A Slave by Any Other Name…
I usually don’t write about social issues, at least. not directly. But a recent line of thinking has made me ponder: plus ça change, plus c’est la même chose.
Most people coming to the New World were either in chains (slaves) or with economic balls and chains (indentured servitude). When slavery was abolished, servitude became the new normal, for everyone.
But now, we no longer have live-in servants attending to our every need (if we ever did). Looking at films from the early 20th Century, servitude was still ‘normal’, and even in the late 1950’s and early 1960’s, live-in cooks and butlers were on our TV sets, in shows like “The Brady Bunch” and “The Courtship of Eddie’s Father”. Again, if your family was well off, the children were still cared for by a Nanny.
Then the Revolution came.
The Nuclear Family
Most of us reading this blog today will be hard-pressed to remember a time when the Mother of the family home wasn’t the ‘cook, cleaner and bottle washer’. The advertising companies realized that the way to a Mother’s heart (and her husband’s pocketbook) was to focus on labour-saving devices. The American Dream was born.
But, then, Mother went out to work, too. Why? Because one income per family wasn’t enough to maintain this new way of living. Those at the top of the economic pyramid saw a potential for savings: hire the women for less money than they paid the men.
Men started seeing a decline in worthwhile jobs (or at least ones that could maintain their families) and the rich started getting richer.
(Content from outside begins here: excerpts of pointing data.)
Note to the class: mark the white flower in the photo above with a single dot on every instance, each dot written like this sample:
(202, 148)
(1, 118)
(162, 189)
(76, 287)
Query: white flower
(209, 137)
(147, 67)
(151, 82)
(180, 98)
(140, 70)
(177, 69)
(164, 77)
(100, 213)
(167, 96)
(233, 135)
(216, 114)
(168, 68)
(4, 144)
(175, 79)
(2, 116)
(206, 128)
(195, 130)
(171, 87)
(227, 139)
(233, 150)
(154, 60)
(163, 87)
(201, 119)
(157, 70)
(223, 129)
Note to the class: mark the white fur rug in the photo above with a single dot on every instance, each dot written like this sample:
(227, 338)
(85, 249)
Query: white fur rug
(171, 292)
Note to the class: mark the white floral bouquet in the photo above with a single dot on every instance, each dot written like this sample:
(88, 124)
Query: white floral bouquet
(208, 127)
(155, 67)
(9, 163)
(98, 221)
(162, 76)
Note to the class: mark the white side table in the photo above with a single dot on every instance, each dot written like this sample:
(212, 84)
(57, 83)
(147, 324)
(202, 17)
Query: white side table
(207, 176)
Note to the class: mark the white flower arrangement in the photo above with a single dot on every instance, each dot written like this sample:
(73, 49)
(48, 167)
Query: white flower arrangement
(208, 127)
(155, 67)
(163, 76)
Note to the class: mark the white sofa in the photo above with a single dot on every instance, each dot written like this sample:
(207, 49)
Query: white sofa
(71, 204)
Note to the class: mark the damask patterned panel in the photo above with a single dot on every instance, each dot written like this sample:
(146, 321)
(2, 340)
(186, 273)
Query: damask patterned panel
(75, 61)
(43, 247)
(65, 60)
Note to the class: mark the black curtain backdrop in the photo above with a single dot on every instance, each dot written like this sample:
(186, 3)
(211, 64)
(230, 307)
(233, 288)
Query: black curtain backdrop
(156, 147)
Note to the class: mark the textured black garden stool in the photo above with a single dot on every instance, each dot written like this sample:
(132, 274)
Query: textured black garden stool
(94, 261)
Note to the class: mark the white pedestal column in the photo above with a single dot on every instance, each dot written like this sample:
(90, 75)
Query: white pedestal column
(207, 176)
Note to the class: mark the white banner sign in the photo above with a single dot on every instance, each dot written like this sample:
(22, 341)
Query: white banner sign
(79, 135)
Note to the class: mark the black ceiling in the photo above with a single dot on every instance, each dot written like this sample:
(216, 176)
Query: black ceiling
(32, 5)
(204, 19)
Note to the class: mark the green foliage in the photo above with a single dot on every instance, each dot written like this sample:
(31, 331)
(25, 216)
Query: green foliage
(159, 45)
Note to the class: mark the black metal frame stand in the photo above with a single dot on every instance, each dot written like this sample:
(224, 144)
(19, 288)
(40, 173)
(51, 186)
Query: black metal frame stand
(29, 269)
Minimum Wage and No Benefits
Fast-forward to today. Governments, thinking that they are onto a way of getting votes, propose higher minimum wages and benefits for part-time workers. The result? Companies cut back on workers’ hours to keep them under a minimum threshold, and hire students who will sign away their rights, just to have a job.
If you haven’t noticed how the quality of service has declined, you haven’t been around long enough to compare it to the past. We are paying (and sometimes, not paying, but borrowing money for) higher prices for goods and services.
The consumer, we are told, is the driving force in how things have changed. If we don’t want a product or service, we will ‘vote with our feet’ and visit the competition. So, the merchants scramble to accommodate us, sometimes ruthlessly cutting costs to stay in business. Then they look for ways to save money, and it always comes back to human resources.
So, we only have ourselves to blame. If we weren’t so driven to buy these goods and services for less money, because we really cannot afford them, anyway, we would not be exerting such economic pressure on the marketplace. A bit of the cat chasing it’s tail, eh?
Let’s face the fact, folks: the whole house of cards is beginning to tumble. Where will it all end?